The authors introduce Strict Attributed Accuracy (SAA) as the core metric: a model scores points only when its answer is correct and the cited element precisely matches the ground — truth evidence; a correct answer with a wrong citation scores zero. Their automated pipeline breaks documents into elements (paragraphs, tables, figures), has models trace chains of evidence, and then removes documents one by one to identify which pieces are truly necessary to derive the answer. The pipeline includes runs with models such as Gemini 3.0 Flash to trace evidence chains.
Twenty models were evaluated on CiteVQA, and results show a wide gap between raw answer quality and evidence alignment. The top SAA performer was Gemini-3.1 — Pro‑Preview, which scored 76 out of 100. GPT‑5.4 demonstrated a large discrepancy: 87.1 on raw answer quality but only 59 once correct citations were required. The strongest open model, Qwen3 — VL‑235B‑A22B, reached 22.5, while most smaller open models scored below 10, underscoring a substantial divide between commercial and open offerings on citation accuracy.
Models also struggled to locate the correct page or element even when they found the answer. The Gemini 3 series identified the correct page in over 87% of cases, while Qwen3 located it in just under 58%. Tasks that require synthesizing multiple documents reduced recall for Gemini-3.1 Pro‑Preview from about 69% down to 55%. Performance varied by layout and task: academic papers with clean formats produced the highest scores, newspapers and magazines capped even top models near 63 points, and math tasks tended to score better because the evidentiary cues are more explicit.

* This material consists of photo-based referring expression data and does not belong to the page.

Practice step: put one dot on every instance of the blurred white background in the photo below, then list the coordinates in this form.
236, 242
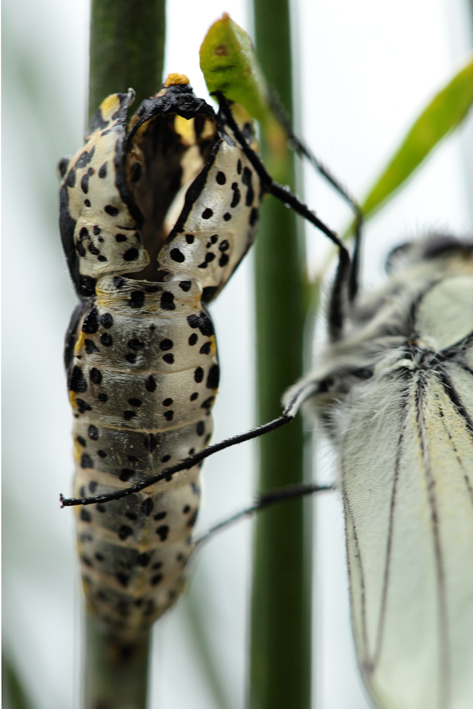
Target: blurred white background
365, 71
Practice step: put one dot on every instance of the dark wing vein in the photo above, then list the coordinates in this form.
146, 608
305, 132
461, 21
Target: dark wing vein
444, 656
382, 614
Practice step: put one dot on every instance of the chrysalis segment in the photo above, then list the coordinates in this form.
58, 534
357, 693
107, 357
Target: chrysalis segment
227, 210
171, 205
99, 233
397, 395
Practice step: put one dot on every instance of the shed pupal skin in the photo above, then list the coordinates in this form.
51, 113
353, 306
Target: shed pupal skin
395, 394
155, 217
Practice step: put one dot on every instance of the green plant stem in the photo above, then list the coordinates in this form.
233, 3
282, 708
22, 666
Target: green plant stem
126, 48
281, 619
116, 673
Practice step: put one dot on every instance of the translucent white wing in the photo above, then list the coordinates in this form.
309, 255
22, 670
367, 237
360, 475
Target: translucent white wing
407, 480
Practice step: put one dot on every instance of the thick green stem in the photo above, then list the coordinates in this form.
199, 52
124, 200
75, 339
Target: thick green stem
116, 673
281, 618
126, 48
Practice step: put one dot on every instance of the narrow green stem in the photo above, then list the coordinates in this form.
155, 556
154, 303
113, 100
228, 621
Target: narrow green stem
126, 48
116, 673
281, 618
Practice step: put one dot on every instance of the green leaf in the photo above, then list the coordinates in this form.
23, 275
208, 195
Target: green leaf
228, 62
444, 113
14, 694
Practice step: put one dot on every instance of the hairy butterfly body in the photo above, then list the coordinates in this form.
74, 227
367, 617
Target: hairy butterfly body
395, 393
154, 220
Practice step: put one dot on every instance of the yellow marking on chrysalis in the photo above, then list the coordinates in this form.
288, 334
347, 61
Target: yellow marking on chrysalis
185, 128
109, 106
72, 399
176, 79
213, 345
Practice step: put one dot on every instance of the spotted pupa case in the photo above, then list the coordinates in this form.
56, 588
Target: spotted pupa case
155, 217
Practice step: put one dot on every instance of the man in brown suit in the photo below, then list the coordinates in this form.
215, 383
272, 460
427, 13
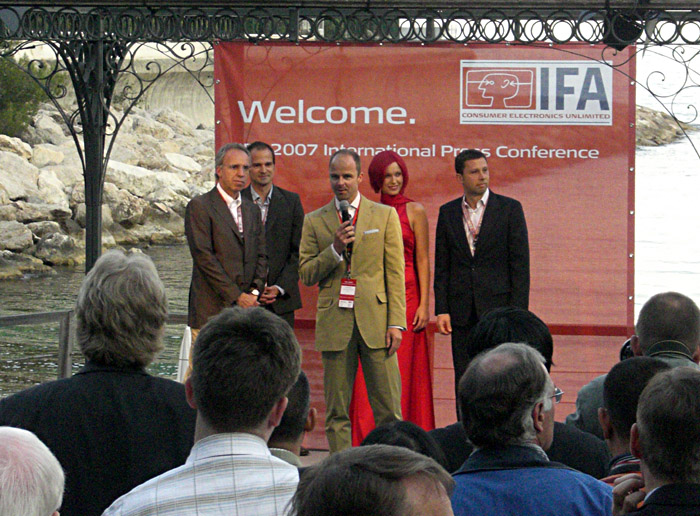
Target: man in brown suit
227, 242
364, 257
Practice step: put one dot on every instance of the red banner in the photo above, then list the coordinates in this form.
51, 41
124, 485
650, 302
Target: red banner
557, 124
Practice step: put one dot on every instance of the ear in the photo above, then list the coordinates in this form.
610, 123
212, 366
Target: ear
635, 445
696, 355
310, 423
538, 417
277, 412
636, 347
605, 424
189, 393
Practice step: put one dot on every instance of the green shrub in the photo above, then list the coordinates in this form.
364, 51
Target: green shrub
20, 96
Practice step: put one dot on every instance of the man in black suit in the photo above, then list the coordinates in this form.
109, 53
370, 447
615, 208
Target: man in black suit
570, 446
666, 439
283, 217
112, 426
482, 258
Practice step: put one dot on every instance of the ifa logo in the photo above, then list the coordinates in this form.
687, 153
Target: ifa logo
500, 88
536, 92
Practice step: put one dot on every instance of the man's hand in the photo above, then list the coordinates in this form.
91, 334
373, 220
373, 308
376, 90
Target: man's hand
343, 236
421, 319
627, 493
247, 300
393, 340
444, 324
269, 295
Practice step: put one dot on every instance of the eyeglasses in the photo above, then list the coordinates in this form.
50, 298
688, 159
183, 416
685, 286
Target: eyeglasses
558, 393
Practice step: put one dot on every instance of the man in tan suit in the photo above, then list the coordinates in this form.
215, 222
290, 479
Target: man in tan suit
227, 242
364, 255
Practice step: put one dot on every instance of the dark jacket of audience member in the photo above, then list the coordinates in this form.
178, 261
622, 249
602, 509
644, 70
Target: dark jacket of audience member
407, 435
507, 403
570, 446
668, 328
666, 439
112, 425
623, 385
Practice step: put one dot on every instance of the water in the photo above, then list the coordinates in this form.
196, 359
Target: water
667, 247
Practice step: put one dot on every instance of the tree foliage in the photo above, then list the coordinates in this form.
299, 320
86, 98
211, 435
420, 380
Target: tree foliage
20, 96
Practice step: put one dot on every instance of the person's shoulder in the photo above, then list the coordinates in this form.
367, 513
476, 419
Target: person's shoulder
146, 498
450, 205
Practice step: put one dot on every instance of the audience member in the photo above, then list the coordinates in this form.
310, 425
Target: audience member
407, 435
299, 418
507, 404
666, 439
621, 389
668, 328
377, 480
243, 365
31, 479
112, 425
572, 447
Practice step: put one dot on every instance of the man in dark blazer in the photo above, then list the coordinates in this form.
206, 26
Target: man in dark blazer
283, 218
227, 242
666, 439
482, 258
112, 426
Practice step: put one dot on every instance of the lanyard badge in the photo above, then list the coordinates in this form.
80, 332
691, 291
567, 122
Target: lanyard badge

The paper argues that benchmarks grading only final answers miss a critical traceability requirement: an AI that gives a correct answer but cannot point to verifiable evidence undermines audit trails needed in law, healthcare and finance. CiteVQA provides a systematic test developers and evaluators can use to measure whether models truly “show their work” and to prioritize citation accuracy alongside answer quality.